Produced by 20th Century Fox, Marvel Entertainment, Bad Hat Harry Productions, Kinberg Genre, The Donners' Company, Dune Entertainment, and TSG Entertainment. Distributed by 20th Century Fox.

Tropes used in X-Men: Apocalypse include:
  • Badass Normal: The humans who seal Apocalypse at the prologue. They don't have powers, only a good plan to seal the tyrant inside his own tomb and a suicidal willingness to go die fighting for this cause. If they were seconds faster, Apocalypse would have been killed and the entire plot would never happenned.
  • Big Bad: En Sabah Nur/Apocalypse.
  • Bullet Time: The Quicksilver scene at the X-Mansion uses this to portray his speed.
  • Combat Pragmatist: The polish cops that come to arrest Magneto come using sticks, bows and arrows of wood.
  • Crash Into Hello: Jean and Scott, that turns nasty as it turns out Jean used to be pretty mean as a teenager.
  • Darker and Edgier: Since it has one of the more terrifying X-Men villains, it goes to that route.
  • Disaster Dominoes: Apocalypse's awakening in Egypt causes an earthquake that causes an accident in a factory in Poland where Erik is working that leads to cops come to arrest him that leads to Magneto's daughter Nina using her powers on them that leads to a cop to accidently fire his bow in the exact direction of the girl and her mother.
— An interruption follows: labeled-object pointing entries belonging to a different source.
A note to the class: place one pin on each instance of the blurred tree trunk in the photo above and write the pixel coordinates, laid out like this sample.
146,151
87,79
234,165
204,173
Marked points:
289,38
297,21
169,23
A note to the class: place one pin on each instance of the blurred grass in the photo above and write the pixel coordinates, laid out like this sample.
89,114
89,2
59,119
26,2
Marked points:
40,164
Wow.
  • Distant Prologue: The beginning takes place at Ancient Egypt.
  • Dreaming of Things to Come: Jean dreams of Apocalypse's arrival, but the images she sees are so disconnected of each other, along with the sounds, it's impossible to make sense of what she is exactly seeing.
  • The Eighties: The film is set in 1983.
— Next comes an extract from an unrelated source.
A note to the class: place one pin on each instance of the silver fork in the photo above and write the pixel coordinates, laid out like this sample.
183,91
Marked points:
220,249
  • Fanservice Extra: The ring girl on the fight pit on Germany. The camera turns to her behind as she leaves, since her dress exposes partially her glutes.
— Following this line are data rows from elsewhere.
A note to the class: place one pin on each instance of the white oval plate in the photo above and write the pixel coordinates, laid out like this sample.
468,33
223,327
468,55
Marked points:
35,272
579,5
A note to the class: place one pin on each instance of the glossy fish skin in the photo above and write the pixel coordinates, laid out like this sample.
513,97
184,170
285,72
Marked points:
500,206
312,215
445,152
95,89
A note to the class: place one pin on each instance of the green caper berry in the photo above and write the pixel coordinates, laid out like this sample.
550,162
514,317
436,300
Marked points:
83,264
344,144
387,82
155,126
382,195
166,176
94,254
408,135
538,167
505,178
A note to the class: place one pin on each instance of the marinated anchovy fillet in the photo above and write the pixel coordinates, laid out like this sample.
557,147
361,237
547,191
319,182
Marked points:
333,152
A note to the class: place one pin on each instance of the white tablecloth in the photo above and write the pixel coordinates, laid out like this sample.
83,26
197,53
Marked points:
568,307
  • First of Its Kind: Apocalypse is the very first mutant.
  • Generic Doomsday Villain: Apocalypse can be seen as a typical doomsday villain.
  • Gratuitous English: In-universe. Nightcrawler gets his English nickname from Germans.
  • Horsemen of the Apocalypse: As in the comics, Apocalypse has four horsemen as his allies.
  • Legendary in the Sequel: Mystique is adored by mutants and humans alike thanks to saving Nixon in the previous movie.
  • Luke, I Am Your Father: Quicksilver learns that Magneto is his father.
  • Male Gaze: The first time we see Mystique, is in her human form in a very flattering dress and high heels, with the camera going upwards from her feet just so you can see the curves of Jennifer Lawrence's body.
  • Mind Rape: Apocalypse uses this to take control of Charles Xavier.
  • Ms. Fanservice: Psylocke, that wears a comic-accurate costume, though funnily enough it was not the one she wore as a Caucasian woman but the one she began to wear after the Hand modified her body into one of an Asian assassin.
  • No Good Deed Goes Unpunished: Magneto saving a fellow co-worker of being crushed by a giant metal object leads to his wife and daughter being killed.
  • Pet the Dog: In a twisted way, it's shown repeatedly Apocalypse has a far more longer fuse for mutants than for humans. He'll mindlessly kill humans, but only disintegrates Caliban's weapon and ignores him as he is no longer a threat. He also doesn't kill Quicksilver, instead simply defeating him and then torturing him to force Charles to come out of hiding.
  • Precision F-Strike: Magneto says to Apocalypse "Who the fuck are you?"
  • Rage Against the Heavens: Magneto can no longer blame mankind only. When his daughter dies, he turns against the creator himself, screaming in anguish if God had made his purpose to be a vengeful assassin.
  • Required Secondary Powers: Angel has Super Strength so he is able to walk upright with those wings on his back.
  • The Stinger: It was revealed that Essex Corp was in charge of making new mutants.
  • Truer to the Text: The costumes are notably more colorful than in the first three films.
  • Unwitting Instigator of Doom: In a rare case of a villainous version of this, Apocalypse's awakening was never intended to, through a long chain of events, lead Magneto to lose his new family.
  • You Can't Thwart Stage One: Apocalypse launches all nuclear missiles into space by mind-controlling humans through Xavier, preventing that humans can use their most deadly weapons against him.